I’m not happy about it, but I am learning to come to terms with it.
I’m talking about those of us in our 20s and 30s, otherwise known as Generation Y
We’re said to be fickle, flaky, and frivolous. People say we’re privileged and often averse to hard work. And we have a difficult time with commitment; when we say yes to one thing (or to one person) it means we have to say no to everything else.
I grew up in a middle class home in Canada with two loving parents. My parents were frugal, but I was denied no basic opportunity. I played sports, went to summer camp, and traveled the world. My parents helped me pay for university, and after I graduated, I moved back in with them in good millennial fashion.
I have no doubt I am better because of these opportunities, but there’s no denying it: I am a millennial.
I am 29, I have two Masters degrees, one in science, one in theology, and I have yet to settle on a career. This has not been from a lack of effort though (at least that’s what I tell myself); I have knocked on many doors, just none of them have opened.
This doesn’t mean I haven’t walked through any doors — I have a wife of three years and we’re currently living in rural Uganda, which I think decreases my millennial score — I just have a hard time walking through some.
There are a number of reasons for this that we often hear about: increased competition, unrealistic expectations, etc. But I am convinced the most important reason is the need for choice.
We want the ability to say no, even though we paradoxically don’t want the responsibility that comes with saying yes.
Living in Uganda has made this all too clear. My wife and I don’t have any kids but we live in a country with one of the highest birth rates in the world. One mother in our village has 18 kids. 18! And that doesn’t even take into account the husbands who have multiple wives.
We are often confronted by older women who point to me (sometimes below the belt), then turn to my wife and ask, “Does it work?” We side-step this question (for obvious reasons), and usually say we aren’t ready to have kids.
It’s a satisfying answer for ourselves, but not for anyone who isn’t a millennial (like Africans or parents). “What do you mean you aren’t ready for kids [insert career, marriage, mortgage, etc.]? When will you be ready?” My usual reply? “I don’t know, just not yet.”
This may be a privileged, entitled, or even a flaky response that perhaps even deserves a good kick in the butt, but it’s not necessarily a bad response. It doesn’t deserve the contempt that many people, including myself, often lob towards “those lazy millennials.”
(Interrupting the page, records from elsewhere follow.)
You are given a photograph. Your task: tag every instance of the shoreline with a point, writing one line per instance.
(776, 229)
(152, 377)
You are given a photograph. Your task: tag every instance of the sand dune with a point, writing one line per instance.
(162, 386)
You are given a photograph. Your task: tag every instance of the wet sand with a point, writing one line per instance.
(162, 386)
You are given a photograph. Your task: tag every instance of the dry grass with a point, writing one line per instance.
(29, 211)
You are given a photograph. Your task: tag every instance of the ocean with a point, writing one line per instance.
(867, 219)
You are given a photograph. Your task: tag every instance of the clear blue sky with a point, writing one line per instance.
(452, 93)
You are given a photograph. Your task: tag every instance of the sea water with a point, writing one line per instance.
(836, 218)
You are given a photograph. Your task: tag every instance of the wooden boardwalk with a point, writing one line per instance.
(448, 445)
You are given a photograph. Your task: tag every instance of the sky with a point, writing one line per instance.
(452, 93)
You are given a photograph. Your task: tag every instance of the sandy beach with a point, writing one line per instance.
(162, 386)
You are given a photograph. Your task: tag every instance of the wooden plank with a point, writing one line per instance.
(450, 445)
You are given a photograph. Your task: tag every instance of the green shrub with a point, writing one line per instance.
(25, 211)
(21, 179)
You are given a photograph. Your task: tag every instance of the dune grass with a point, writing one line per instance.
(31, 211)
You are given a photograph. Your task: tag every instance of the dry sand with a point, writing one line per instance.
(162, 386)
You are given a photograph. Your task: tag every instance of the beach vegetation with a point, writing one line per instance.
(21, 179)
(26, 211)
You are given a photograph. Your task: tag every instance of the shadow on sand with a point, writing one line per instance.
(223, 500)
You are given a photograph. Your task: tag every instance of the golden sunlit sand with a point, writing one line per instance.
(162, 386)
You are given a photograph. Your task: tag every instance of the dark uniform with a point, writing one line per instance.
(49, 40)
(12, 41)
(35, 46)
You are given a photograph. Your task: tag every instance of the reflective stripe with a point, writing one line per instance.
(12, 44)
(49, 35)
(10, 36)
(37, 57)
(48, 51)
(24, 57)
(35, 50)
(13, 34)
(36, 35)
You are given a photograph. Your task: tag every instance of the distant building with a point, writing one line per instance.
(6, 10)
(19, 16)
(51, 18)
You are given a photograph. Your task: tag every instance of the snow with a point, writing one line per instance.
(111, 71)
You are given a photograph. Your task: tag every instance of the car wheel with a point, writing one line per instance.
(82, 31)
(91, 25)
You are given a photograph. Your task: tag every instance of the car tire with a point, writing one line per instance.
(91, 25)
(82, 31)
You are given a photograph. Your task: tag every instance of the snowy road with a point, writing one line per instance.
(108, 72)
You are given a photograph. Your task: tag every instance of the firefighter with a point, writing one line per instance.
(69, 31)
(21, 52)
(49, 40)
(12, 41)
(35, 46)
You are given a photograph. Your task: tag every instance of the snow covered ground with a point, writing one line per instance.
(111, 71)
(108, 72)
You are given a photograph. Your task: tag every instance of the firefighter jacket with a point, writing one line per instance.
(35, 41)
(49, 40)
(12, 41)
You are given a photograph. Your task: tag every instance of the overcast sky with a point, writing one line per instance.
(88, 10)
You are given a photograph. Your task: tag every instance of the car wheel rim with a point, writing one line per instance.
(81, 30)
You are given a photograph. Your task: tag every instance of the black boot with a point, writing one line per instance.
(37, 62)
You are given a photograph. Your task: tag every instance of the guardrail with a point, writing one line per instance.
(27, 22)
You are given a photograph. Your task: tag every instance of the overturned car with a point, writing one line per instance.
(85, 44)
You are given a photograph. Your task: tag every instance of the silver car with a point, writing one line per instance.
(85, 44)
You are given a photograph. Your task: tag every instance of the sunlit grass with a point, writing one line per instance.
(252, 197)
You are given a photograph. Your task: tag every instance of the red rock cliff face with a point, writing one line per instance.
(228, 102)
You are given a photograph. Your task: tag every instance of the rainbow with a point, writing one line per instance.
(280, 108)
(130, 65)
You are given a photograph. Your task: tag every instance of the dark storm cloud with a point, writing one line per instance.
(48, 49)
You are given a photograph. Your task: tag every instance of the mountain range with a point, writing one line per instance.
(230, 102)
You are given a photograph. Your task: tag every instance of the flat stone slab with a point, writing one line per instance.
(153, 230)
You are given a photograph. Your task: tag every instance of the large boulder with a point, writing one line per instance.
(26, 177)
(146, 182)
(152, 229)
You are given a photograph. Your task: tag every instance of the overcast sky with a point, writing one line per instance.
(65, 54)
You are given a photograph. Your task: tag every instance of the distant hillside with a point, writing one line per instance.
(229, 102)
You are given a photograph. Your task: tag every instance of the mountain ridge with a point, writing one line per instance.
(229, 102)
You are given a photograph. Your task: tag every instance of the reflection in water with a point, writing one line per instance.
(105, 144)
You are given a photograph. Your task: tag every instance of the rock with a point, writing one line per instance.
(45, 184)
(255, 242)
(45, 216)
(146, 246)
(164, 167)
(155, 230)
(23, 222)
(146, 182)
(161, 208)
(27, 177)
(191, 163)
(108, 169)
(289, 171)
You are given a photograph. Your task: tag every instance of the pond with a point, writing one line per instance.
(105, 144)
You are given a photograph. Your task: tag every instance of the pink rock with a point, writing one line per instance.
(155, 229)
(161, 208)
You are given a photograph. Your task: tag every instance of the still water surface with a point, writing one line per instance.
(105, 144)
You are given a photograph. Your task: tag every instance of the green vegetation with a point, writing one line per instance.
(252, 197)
In fact, it’s similar to something a well-known writer once said, who himself wasn’t a millennial but who very well could’ve been:
“What does man gain from all his labor at which he toils under the sun? Generations come and generations go, but the earth remains forever…. I undertook great projects: I built houses for myself and planted vineyards. I made gardens and parks and planted all kinds of fruit trees in them. I made reservoirs to water groves of flourishing trees…. Yet when I surveyed all that my hands had done and what I had toiled to achieve, everything was meaningless, a chasing after the wind; nothing was gained under the sun.”
King Solomon, the privileged son of King David, wrote this in the book of Ecclesiastes. Solomon, who is said to be the wisest man who has ever lived (even though he curiously did many unwise things, like have 1,000 wives and concubines), asks the question so many of us ask: where is meaning in life? Solomon mockingly responded by declaring that everything is meaningless. He understood, as with many millennials, that the fruits of privilege and labour are not enough to nourish life.
Another would-be millennial, the well-known American naturalist romantic Henry David Thoreau, echoes this sentiment:
“[M]en labor under a mistake. The better part of the man is soon ploughed into the soil for compost. By a seeming fate, commonly called necessity, they are employed, as it says in an old book, laying up treasures which moth and rust will corrupt and thieves break through and steal. It is a fool’s life, as they will find when they get to the end of it, if not before.”
I can’t help but think there is a certain amount of wisdom in the millennial approach to life. It‘s incomplete wisdom — I will be the first to tell you that — but it’s not misdirected wisdom.
As millennials, we ask why, not how. These why-questions always get people into trouble — they are a hotbed for existential or institutional angst — but they are also some of the most important questions to ask.
We search for what is good, not what is profitable. We’ve seen the fruits of profit and have deemed them lacking.
If millennials fail to understand that work and commitment are essential parts of life, it’s not merely because of our own fickleness — although it’s not always in short supply — it’s because previous generations have failed to provide a compelling narrative that can capture our hearts and imaginations.
So millennials are forced to construct one for themselves. But it’s too heavy for any one individual, which is why many millennials are crushed by the weight of their own expectations.
Millennials certainly don’t get it right most of the time. But at least we’re searching.